Design for the times

For the structural packaging design, Smith approached Andrew Simpson of Sydney-based industrial design agency Vert Design, whose “aesthetic sensibilities” Smith says he has come to trust through other projects they have collaborated on.
“He understands the technical design requirements and has good instincts when it comes to marrying form and function from a visceral perspective,” Smith says.

Simpson says that in keeping with the “honesty and difference inherent in Zero Co’s materiality and service model”, Vert had the opportunity to reflect that honesty in the design of the bottles, because they don’t need “shelf frontage”.

“Some of the forms are conceptually risky, but the product design semantics still make it clear how the product packaging is to be used," he says.

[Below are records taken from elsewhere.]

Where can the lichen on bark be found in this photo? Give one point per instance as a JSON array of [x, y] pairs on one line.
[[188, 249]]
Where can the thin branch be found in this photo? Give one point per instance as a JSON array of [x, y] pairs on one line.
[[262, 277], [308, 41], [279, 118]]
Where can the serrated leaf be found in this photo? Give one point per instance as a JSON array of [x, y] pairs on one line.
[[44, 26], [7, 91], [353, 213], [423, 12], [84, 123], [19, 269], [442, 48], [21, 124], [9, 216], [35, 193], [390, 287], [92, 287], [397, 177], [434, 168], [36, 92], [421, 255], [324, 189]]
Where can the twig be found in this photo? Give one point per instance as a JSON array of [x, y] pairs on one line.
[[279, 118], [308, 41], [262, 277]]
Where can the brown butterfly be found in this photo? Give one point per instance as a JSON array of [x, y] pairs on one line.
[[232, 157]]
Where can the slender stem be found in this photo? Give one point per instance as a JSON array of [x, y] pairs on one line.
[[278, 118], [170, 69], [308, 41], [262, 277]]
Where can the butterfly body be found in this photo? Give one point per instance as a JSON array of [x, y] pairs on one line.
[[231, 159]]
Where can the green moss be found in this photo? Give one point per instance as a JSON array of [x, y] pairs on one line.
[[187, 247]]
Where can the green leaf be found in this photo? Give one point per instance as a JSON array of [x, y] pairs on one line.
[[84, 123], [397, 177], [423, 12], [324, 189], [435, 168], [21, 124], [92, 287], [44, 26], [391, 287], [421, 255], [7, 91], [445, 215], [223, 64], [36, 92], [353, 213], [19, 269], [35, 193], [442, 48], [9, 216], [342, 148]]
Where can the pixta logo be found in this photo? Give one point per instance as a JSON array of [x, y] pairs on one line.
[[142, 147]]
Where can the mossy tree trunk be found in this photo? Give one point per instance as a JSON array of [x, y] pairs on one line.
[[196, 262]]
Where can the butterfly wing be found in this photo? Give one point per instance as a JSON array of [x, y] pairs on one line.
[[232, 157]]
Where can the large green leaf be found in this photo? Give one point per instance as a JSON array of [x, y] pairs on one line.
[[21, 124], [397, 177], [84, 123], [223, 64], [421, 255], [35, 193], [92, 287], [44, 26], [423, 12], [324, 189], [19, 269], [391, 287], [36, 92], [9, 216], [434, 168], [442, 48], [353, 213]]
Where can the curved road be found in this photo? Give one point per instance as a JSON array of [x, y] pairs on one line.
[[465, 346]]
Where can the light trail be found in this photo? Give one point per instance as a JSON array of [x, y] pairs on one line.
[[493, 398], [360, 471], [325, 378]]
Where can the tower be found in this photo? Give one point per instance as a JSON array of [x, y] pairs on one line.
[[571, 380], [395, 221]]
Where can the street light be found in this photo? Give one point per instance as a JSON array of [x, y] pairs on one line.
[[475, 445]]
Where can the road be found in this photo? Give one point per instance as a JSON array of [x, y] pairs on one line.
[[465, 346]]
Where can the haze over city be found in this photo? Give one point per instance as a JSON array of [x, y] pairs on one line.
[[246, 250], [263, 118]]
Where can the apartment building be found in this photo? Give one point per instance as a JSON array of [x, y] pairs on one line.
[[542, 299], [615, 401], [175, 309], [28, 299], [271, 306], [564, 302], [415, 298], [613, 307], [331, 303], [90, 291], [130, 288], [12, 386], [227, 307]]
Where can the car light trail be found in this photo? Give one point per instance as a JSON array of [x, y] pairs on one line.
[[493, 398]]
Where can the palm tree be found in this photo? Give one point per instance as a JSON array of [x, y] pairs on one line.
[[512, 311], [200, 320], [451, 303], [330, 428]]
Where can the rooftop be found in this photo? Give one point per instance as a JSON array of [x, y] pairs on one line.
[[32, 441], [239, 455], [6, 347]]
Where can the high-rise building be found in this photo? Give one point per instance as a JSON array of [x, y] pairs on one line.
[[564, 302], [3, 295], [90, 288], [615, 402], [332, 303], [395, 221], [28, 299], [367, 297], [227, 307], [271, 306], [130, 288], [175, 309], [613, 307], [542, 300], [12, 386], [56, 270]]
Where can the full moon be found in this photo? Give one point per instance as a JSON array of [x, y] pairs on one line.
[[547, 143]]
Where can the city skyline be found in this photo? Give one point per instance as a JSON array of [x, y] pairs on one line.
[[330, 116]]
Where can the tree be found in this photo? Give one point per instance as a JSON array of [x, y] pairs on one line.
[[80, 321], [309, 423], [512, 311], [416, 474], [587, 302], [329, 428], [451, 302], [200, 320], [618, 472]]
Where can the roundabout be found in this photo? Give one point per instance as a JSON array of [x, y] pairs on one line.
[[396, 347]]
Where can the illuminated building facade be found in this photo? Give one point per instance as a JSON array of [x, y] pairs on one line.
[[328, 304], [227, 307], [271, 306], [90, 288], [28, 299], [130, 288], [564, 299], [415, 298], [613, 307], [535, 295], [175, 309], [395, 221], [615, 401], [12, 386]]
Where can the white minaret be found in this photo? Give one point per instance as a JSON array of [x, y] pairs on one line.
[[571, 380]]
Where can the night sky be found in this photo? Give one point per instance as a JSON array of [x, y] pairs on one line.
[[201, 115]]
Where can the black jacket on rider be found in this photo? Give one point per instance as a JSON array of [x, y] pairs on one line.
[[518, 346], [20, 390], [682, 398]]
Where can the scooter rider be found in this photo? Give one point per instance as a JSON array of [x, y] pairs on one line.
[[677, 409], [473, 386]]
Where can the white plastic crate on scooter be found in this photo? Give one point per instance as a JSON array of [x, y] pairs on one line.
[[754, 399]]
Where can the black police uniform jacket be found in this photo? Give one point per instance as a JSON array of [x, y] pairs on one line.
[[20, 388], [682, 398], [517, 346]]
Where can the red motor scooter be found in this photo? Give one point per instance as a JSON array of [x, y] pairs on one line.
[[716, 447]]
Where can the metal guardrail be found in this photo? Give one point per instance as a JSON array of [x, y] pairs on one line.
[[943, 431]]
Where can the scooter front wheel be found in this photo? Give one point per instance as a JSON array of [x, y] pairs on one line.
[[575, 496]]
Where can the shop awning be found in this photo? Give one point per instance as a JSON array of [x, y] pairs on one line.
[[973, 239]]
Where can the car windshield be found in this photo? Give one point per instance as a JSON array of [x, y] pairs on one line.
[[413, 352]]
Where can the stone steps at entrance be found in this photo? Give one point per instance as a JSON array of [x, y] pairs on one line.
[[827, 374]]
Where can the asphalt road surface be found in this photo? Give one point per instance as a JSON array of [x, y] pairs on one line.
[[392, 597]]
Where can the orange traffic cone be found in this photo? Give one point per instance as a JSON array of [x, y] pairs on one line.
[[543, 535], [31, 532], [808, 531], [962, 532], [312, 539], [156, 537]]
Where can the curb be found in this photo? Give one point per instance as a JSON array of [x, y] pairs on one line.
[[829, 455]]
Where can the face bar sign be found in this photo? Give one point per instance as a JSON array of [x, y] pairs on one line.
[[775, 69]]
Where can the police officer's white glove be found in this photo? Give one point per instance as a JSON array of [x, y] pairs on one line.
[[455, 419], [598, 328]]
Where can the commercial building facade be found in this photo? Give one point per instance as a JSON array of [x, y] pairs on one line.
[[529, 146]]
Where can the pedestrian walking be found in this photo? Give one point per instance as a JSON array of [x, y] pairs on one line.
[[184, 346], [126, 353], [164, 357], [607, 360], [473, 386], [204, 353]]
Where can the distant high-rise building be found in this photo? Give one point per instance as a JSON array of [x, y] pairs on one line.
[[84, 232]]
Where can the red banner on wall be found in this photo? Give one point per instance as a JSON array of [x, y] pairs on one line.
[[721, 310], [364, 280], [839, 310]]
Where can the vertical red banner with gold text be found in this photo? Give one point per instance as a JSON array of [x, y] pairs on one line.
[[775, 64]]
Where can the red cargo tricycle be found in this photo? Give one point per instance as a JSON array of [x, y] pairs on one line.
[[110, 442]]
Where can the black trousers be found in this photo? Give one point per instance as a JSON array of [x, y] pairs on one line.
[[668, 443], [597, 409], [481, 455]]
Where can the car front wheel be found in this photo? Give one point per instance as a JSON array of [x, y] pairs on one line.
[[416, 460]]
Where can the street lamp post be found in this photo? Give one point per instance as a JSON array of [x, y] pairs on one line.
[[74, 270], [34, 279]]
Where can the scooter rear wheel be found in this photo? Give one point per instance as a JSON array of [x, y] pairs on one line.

The elegant bottles have been designed to be displayed on bathroom shelves and kitchen benchtops. The pouches are designed with a matching aesthetic.

For the graphic design, Zero Co engaged Sydney agency Born & Raised. Asked to explain the design strategy, Born & Raised MD Chris Laws tells PKN that because this is a direct to consumer product and wouldn’t be fighting for attention on retail shelves, the scope of the design could lean towards a beautiful aesthetic that would blend into a bathroom or kitchen decor and allow the products to remain on display rather than be hidden under a counter.

“We chose a contemporary colour palette which would ‘live’ easily in a home,” Laws says. “The language and colour elements on pack are designed to aid the consumer in easily discerning the various products in the diverse range.

"In the on-pack messaging, we have used humour to build the brand personality on each product and make the consumer feel good about reducing their use of plastic. Even on the delivery box, which says ‘your do-goodies have arrived’.

“The graphic shapes are abstract references to ocean waste, and we have designed this in a system that is toned down on the packaging so it blends in with décor, but can be dialled up at various touchpoints along the shopper journey.”

With the packaging systems in place, and the dollars rolling in (now at $404,702, two hours into this report) what are the next steps for Zero Co?

Smith says the company is in the process of finalising the agreement with the contract manufacturer who’ll be making and filling the product in Dandeong, Victoria. A custom-designed machine that will enable in-line cleaning prior to refilling the pouches is also in the process of being built.

With 22 days to go on the Kickstarter program, and the initial target to fund production ($200,000) well and truly met, Smith says his next “big audacious goal” is to get 14,000 Australian households to support the project and in so doing remove one million single-use plastic containers from the waste stream.

Given the appetite the public seems to have for this project... [now at AU$ 404,920 and counting...] it might not be as audacious as he thinks.